Students Express Their Feelings Towards Reading

Junior Marquis Norman reads a book in the library. Norman likes to read during SSR.

By Lars Johnson

Some high school students have read whole Shakespearian sagas, while others are still struggling through the pages of Clifford the Big Red Dog. Here at Loy Norrix the type of literature students read has a very large spectrum. Some of the students have more advanced views on books than others.

One student appeared to have open disdain for reading, and did not seem to have very much respect for books.

“My favorite books are the ones I don’t have to read,” said freshman Marshall Mead.

Unfortunately, there are many teenagers that share similar beliefs to this. According to the National Endowment for the Arts (NEA), the average 15 to 24 year old spends about two hours watching television and only about seven minutes of leisure time reading per day.

Mead bluntly responded no to the question of whether or not he even liked to read.
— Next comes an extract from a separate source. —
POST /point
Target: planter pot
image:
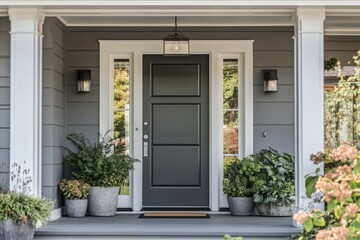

A constant decline in high school students’ interest in reading has become very evident recently. The NEA released a study that less than one-third of thirteen year olds are daily readers, a figure that dropped 14% from a study taken twenty years ago.

Some teenagers however do take interest in reading. Sierra Ritsema said that she read fiction, non-fiction, science fiction and anime.

“I read them because I like different styles of writing,” said Ritsema.

It should be kept in mind that by increasing your literary knowledge you will most likely get a better grade on standardized tests such as the SAT (according to

The novels assigned for school projects have a wide range, which span from classics such as Romeo and Juliet to slightly more unfamiliar books such as The Adventures of Ibn Battuta.  Many students enjoy reading and can handle these somewhat heavy works of literature. Others dislike having to read for school.

“It takes up too much time,” said Mead.

From this small sample of students who were interviewed, it can be seen that there is great diversity in the reading habits of students at Loy Norrix.